3V-beheer stichting VEEN
Op de Belgenhoek ligt ook een zeven hectare groot perceel dat eigendom is van Stichting VEEN. Dat is een natuurbeschermingsorganisatie die gronden verwerft voor natuurontwikkeling, natuurrecreatie en natuureducatie. Het perceel bestaat deels uit een bloemrijk schraalgras-land en deels uit een voedselbos. De door stichting VEEN te verwerven gronden zijn laag gelegen, natte percelen met (meestal) een venige ondergrond. Ze liggen allemaal in de flanken van de Verheven Peel, dus dicht bij, of direct grenzend aan de veenmoerassen van de Verheven Peel. Het beheren van de gronden wordt samengevat in de term ‘3V-beheer’: vernatting, verschraling en verruiging en wordt hieronder nader toegelicht.
Na het verwerven van gronden worden eerst de nodige inrichtingsmaatregelen uitgevoerd. Die zijn nodig voor het creëren van de abiotische randvoorwaarden vochtigheid, voedselarmoede en openheid, die nodig zijn voor hoogveen (achtige) natuur. De belangrijkste abiotische randvoorwaarde is de hydrologie. Door de waterstand in de flanken van de Verheven Peel te verhogen, ontstaat een tegendruk voor de grondwaterstand in het natuurgebied zelf. Daardoor is het mogelijk een hoge en stabiele grondwaterstand in de natuurgebieden te verwezenlijken, wat een noodzakelijke voorwaarde is voor het herstel c.q. verdere ontwikkeling van de hoogveenvorming (hoogveenregeneratie). Op alle percelen wordt ernaar gestreefd de waterstand zo hoog mogelijk op te zetten. Daartoe worden de op de percelen aanwezige sloten verondiept en/of afgedamd. Boven in die dam worden buizen gelegd, waardoor de overtollige voedingsstoffen worden afgevoerd, zodat de noodzakelijke verschraling kan worden bereikt.

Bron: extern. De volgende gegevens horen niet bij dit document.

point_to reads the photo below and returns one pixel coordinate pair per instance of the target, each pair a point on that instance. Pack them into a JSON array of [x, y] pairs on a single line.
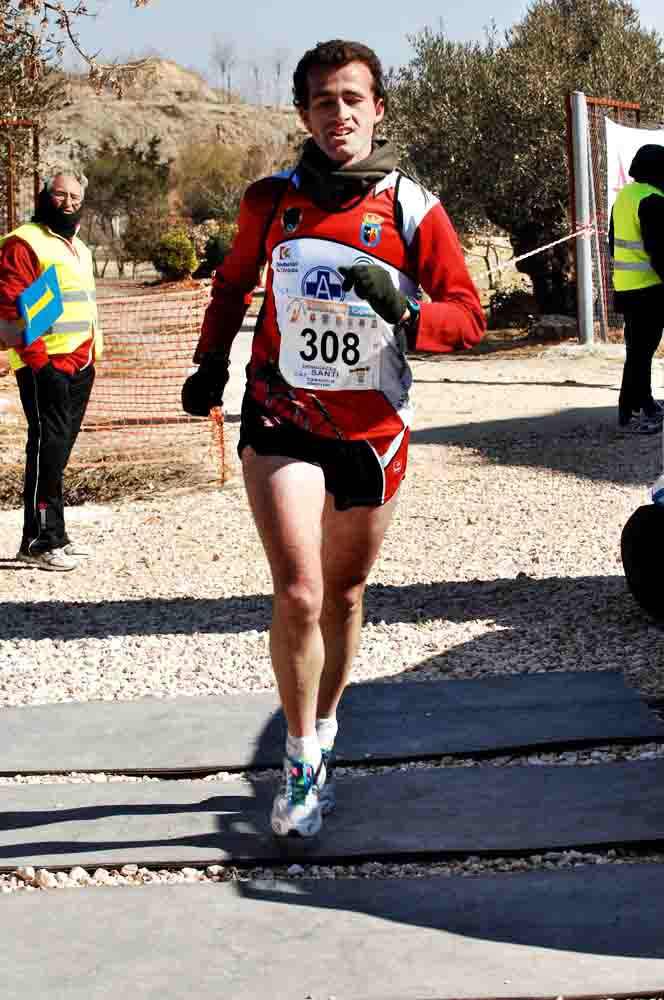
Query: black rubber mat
[[418, 812], [379, 721], [588, 931]]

Het uitgangspunt van het beheer is het streven naar open, natte en voedselarme schraalgraslanden. Daarbij ligt de nadruk op een floristisch beheer. De flanken van de Verheven Peel vormen nu al plaatselijk soortenrijke graslanden. Door het voeren van een verschralingsbeheer is het mogelijk dat de voedselrijkdom wordt verminderd en daardoor de soortenrijkdom wordt vergroot en er bloemrijke, half natuurlijke (blauw) graslanden ontstaan. Bij dit beheer is het nodig dat jaarlijks wordt gehooid en dat het hooi wordt afgevoerd. In beginsel wordt geprobeerd jaarlijks tweemaal te hooien en het maaisel af te voeren. Als dat vanwege de te geringe draagkracht van de bodem door de hogere grondwaterstand in het najaar niet mogelijk is, zal na het hooien nabegrazing met grote of kleine grazers (runderen, paarden of schapen) worden toegepast. Zowel bij het hooien als bij het (eventuele) nabegrazen wordt ernaar gestreefd om naburige agrariërs in te schakelen, omdat daarmee het draagvlak voor de activiteiten van de stichting VEEN in de streek wordt vergroot.

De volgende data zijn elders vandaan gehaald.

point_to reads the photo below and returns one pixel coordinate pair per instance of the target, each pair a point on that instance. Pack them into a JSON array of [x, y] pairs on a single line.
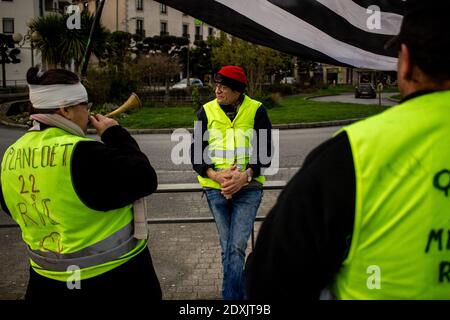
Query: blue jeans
[[234, 220]]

Daarnaast wordt op deze percelen ook rekening gehouden met de fauna door langs de perceelranden een ruigtestrook van ongeveer vijf tot tien meter breed te handhaven. Die is geschikt als broeden schuilmogelijkheid voor vogels en kleine zoogdieren. De ruigtestrook zal om de vijf tot tien jaar jaar ontdaan worden van houtige opslag. Op deze wijze ontstaan er geleidelijke allerlei gradiënten: van voedselrijk naar voedselarm, van gesloten naar open, van natter naar droger. Binnen de ecologie staan gradiënten bekend om hun soortenrijkdom.
Voedselbos stichting VEEN
Op dit perceel bevindt zich ook een voedselbos dat aangeplant is (en wordt) door stichting VEEN (zie onderste afbeelding). Aanvankelijk werd hier een hectare bos aangeplant als compensatie voor een stuk bos dat elders in de gemeente Peel&Maas verloren ging. In 2018 nam Miriam Willems uit Meijel, bestuurslid van stichting VEEN, het initiatief om (een deel van) dit bos langzaam te gaan omvormen tot een voedselbos. Een voedselbos wordt gedefinieerd als ‘een vitaal ecosysteem dat door mensen is ontworpen naar het voorbeeld van een natuurlijk bos, met het doel voedsel te produceren’. Onderscheidende kenmerken van een voedselbos zijn: een vegetatielaag met hoge kruinbomen, minimaal drie andere vegetatielagen, een rijk bosbodemleven en een robuuste omvang (minimaal vijfduizend vierkante meter). Een voedselbos herbergt een zeer diverse biodiversiteit. Als de verschillende ecologische principes goed zijn toegepast, dan zal een voedselbos zichzelf op den duur in evenwicht kunnen houden, zonder menselijk ingrijpen. Net zoals in een ‘normaal’ bos, waar de natuur ook floreert zonder menselijk ingrijpen. De planten zijn allemaal meerjarig, ze worden ieder jaar groter en de oogst zal dus ook jaar na jaar toenemen. Het ecologisch evenwicht van het voedselbos zorgt ervoor dat er voedsel geproduceerd kan worden zonder het gebruik van bestrijdingsmiddelen en kunstmest en ook zonder veelvuldig de bodem te bewerken en te snoeien. Met de natuur meebewegen in plaats van ertegen ingaan.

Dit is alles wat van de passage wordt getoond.